Compte tenu des signes de rechute rétropéritonéale du carcinome mammaire canalaire triple négatif, une chimiothérapie de première ligne pour la maladie métastatique a été mise en place selon le schéma paclitaxel 90 mg/m2 jours 1, 8 et 15 associé à du bevacizumab 10 mg/m2 jours 1 et 15 tous les 28 jours1 . La patiente n'a présenté aucune toxicité aiguë de grade 2 ou supérieur.

Évolution
Après sa sortie de l'hôpital, la patiente a été vue dans le service ambulatoire d'oncologie médicale pour l'administration du traitement. Elle présentait un état fonctionnel médiocre, un mauvais contrôle de la douleur dorsale gauche, avec une EVA de 8/10 par moments, associée à une asthénie intense et à une fièvre atteignant 39 ºC sans frissons associés, ainsi qu'à un œdème sans piqûre dans les deux membres inférieurs. Compte tenu de la situation clinique, le patient a été hospitalisé.

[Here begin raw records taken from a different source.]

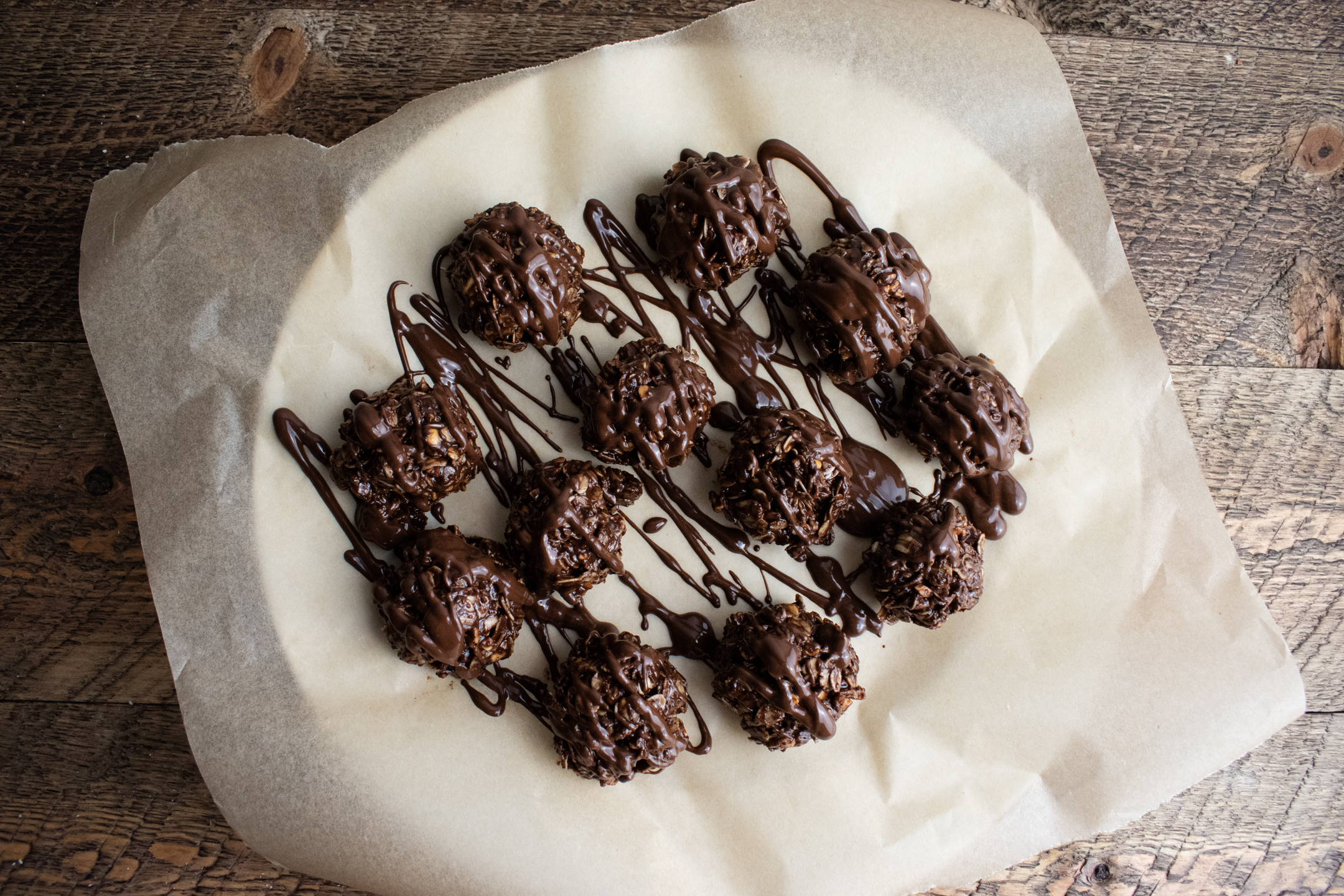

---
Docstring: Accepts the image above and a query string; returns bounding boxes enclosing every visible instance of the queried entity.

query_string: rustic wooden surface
[0,0,1344,896]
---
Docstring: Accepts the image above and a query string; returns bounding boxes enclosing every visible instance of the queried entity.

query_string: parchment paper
[81,0,1304,895]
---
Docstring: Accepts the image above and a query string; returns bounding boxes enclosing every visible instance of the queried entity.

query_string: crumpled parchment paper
[79,0,1304,895]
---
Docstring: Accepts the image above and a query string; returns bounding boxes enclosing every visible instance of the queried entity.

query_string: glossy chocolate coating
[330,376,481,548]
[504,458,644,597]
[863,496,984,628]
[793,230,929,383]
[636,149,789,289]
[899,352,1031,478]
[714,598,863,750]
[442,203,583,352]
[709,407,851,559]
[373,525,532,679]
[579,338,714,470]
[543,627,691,785]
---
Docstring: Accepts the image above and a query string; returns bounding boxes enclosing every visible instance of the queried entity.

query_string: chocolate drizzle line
[271,407,391,582]
[757,140,1032,539]
[274,140,1030,779]
[583,199,882,637]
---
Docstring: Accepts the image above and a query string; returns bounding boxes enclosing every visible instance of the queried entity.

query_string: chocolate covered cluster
[330,376,481,548]
[373,525,532,679]
[714,598,863,750]
[793,230,930,383]
[899,352,1031,478]
[579,338,714,470]
[504,458,644,597]
[863,496,985,628]
[709,407,851,559]
[636,149,789,289]
[441,203,583,352]
[543,628,689,785]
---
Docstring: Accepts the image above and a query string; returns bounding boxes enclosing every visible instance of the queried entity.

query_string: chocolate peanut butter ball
[899,352,1031,478]
[709,407,851,559]
[793,230,929,383]
[714,598,863,750]
[543,630,689,785]
[442,203,583,352]
[863,496,985,628]
[635,149,789,289]
[504,458,644,597]
[579,338,714,470]
[373,525,532,678]
[330,376,481,549]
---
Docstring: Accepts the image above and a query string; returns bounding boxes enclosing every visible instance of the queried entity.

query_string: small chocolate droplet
[85,466,111,497]
[709,402,742,432]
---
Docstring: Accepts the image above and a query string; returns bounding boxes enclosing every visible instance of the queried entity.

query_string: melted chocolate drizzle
[274,133,1031,779]
[271,407,391,582]
[451,203,583,345]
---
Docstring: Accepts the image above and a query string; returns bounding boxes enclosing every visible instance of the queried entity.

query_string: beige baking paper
[79,0,1304,896]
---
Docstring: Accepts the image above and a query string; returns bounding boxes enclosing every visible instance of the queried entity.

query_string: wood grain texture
[0,9,1344,354]
[0,343,1344,711]
[0,702,1344,896]
[961,0,1344,50]
[0,343,175,702]
[0,702,368,896]
[1048,37,1344,366]
[919,715,1344,896]
[1172,366,1344,711]
[7,0,1344,50]
[0,0,1344,896]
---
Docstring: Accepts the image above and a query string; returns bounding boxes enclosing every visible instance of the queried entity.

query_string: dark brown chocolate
[899,352,1032,478]
[793,230,929,383]
[373,525,532,679]
[330,375,481,548]
[863,494,984,628]
[714,598,863,750]
[504,458,644,598]
[579,338,714,470]
[441,203,583,352]
[709,407,851,559]
[543,630,691,785]
[635,149,789,289]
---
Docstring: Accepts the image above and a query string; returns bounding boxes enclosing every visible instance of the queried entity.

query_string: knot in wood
[251,28,308,105]
[1294,125,1344,175]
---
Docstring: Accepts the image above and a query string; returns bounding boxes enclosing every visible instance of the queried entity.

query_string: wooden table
[0,0,1344,894]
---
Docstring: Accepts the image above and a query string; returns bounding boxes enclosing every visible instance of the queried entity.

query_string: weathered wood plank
[0,702,1344,896]
[0,702,371,896]
[0,343,1344,711]
[1172,366,1344,711]
[961,0,1344,50]
[0,13,1344,349]
[0,343,175,702]
[937,715,1344,896]
[0,0,1344,50]
[1048,36,1344,366]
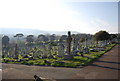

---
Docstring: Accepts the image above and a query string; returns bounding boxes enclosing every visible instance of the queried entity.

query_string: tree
[14,33,24,43]
[79,38,85,42]
[26,35,34,44]
[37,34,49,41]
[93,31,110,41]
[60,35,67,42]
[2,36,10,47]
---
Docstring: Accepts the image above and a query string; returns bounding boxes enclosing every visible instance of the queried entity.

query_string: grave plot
[2,31,115,67]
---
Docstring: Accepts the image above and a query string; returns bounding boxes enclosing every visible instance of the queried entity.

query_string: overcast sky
[0,0,118,34]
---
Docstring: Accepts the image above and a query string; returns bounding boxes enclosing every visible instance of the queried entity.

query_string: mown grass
[2,44,115,68]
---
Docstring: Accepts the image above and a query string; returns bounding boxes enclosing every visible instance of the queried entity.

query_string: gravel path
[2,45,120,79]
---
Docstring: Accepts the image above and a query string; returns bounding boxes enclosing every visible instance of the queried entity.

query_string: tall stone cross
[67,31,72,55]
[15,44,18,59]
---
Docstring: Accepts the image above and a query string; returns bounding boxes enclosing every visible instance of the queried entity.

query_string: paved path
[2,45,120,79]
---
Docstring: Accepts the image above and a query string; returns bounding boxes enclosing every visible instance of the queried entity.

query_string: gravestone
[58,43,65,57]
[47,44,53,59]
[14,44,18,59]
[42,45,47,58]
[64,31,73,60]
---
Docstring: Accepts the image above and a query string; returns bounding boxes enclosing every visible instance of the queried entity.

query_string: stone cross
[14,44,18,59]
[67,31,72,55]
[58,43,65,57]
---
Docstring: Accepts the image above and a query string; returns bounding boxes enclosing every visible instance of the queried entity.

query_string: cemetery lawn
[2,44,116,68]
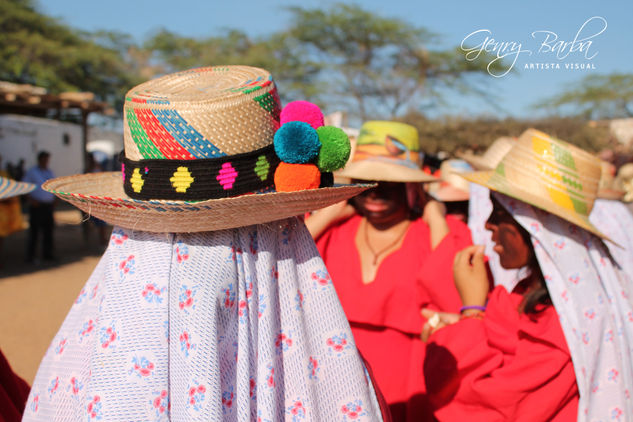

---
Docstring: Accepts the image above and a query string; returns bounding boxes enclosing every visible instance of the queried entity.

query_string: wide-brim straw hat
[0,176,37,199]
[428,159,473,202]
[43,66,371,233]
[597,161,626,201]
[462,129,608,240]
[456,136,516,170]
[335,120,438,182]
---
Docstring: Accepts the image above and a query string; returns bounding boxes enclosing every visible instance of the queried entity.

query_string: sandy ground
[0,205,111,384]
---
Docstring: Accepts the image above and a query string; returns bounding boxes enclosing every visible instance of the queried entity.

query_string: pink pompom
[280,101,323,129]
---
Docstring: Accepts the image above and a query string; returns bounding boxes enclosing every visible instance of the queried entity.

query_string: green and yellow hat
[335,121,439,182]
[462,129,608,240]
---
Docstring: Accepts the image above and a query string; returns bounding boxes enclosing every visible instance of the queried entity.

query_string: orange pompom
[275,161,321,192]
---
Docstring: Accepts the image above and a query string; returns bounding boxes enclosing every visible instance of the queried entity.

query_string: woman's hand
[420,308,459,342]
[305,200,356,239]
[453,245,490,306]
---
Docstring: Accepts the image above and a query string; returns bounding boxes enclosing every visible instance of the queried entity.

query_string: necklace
[365,220,409,265]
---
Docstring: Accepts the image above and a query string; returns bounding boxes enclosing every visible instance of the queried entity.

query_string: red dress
[0,351,31,422]
[316,215,472,421]
[424,286,578,422]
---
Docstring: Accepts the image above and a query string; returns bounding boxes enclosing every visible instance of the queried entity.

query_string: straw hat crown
[464,129,605,238]
[43,66,369,232]
[337,120,438,182]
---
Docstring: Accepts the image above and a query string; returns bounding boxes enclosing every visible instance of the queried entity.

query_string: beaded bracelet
[459,305,486,314]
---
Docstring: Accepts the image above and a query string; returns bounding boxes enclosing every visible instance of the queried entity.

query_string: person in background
[422,129,633,422]
[306,121,471,421]
[24,66,388,422]
[23,151,55,263]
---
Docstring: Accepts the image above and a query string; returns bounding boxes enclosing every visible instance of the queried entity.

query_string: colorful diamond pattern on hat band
[122,145,279,201]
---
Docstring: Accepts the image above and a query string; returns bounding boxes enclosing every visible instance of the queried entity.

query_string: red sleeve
[424,289,578,422]
[417,215,472,312]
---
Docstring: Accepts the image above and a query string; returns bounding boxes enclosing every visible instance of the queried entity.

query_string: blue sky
[39,0,633,118]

Pendant l'admission, un traitement a été mis en place pour contrôler la douleur avec des opioïdes majeurs, ainsi qu'une antibiothérapie empirique à base de ceftriaxone 2 g/24 h pour une suspicion d'infection urinaire, en raison de la présence d'un sédiment urinaire pathologique. La culture d'urine s'est révélée positive pour Klebsiella pneumoniae et Morganella morgani, sensibles aux quinolones, et un traitement à la ciprofloxacine 400 mg/12 h a donc été instauré. Cependant, le patient a continué à présenter des pics fébriles bien tolérés, et une origine tumorale possible des symptômes fébriles a été suspectée.
Un scanner de réévaluation a été réalisé, montrant une progression tumorale selon les critères RECIST, avec la présence d'une masse rétrocrurale gauche d'un diamètre maximal de 9 cm, associée à un large épanchement pleural gauche.
Nous avons alors commencé une deuxième ligne de chimiothérapie pour la maladie métastatique selon le schéma cisplatine 75 mg/m2 jour 1 + gemcitabine 1 000 mg/m2 jours 1 et 8 tous les 21 jours, étant donné la bonne réponse obtenue dans le traitement néoadjuvant, présentant des nausées de grade 2 comme toxicité aiguë.
Lors de la dernière réévaluation, après 4 cycles de traitement, on a constaté une réponse partielle selon les critères RECIST, avec une masse rétrocrurale persistante de 4,2 x 3 cm de diamètre maximum (AP x T) et la disparition de l'épanchement pleural associé dans l'étude radiologique précédente. Il n'y avait pas de preuve de nouvelles lésions suggérant une maladie métastatique.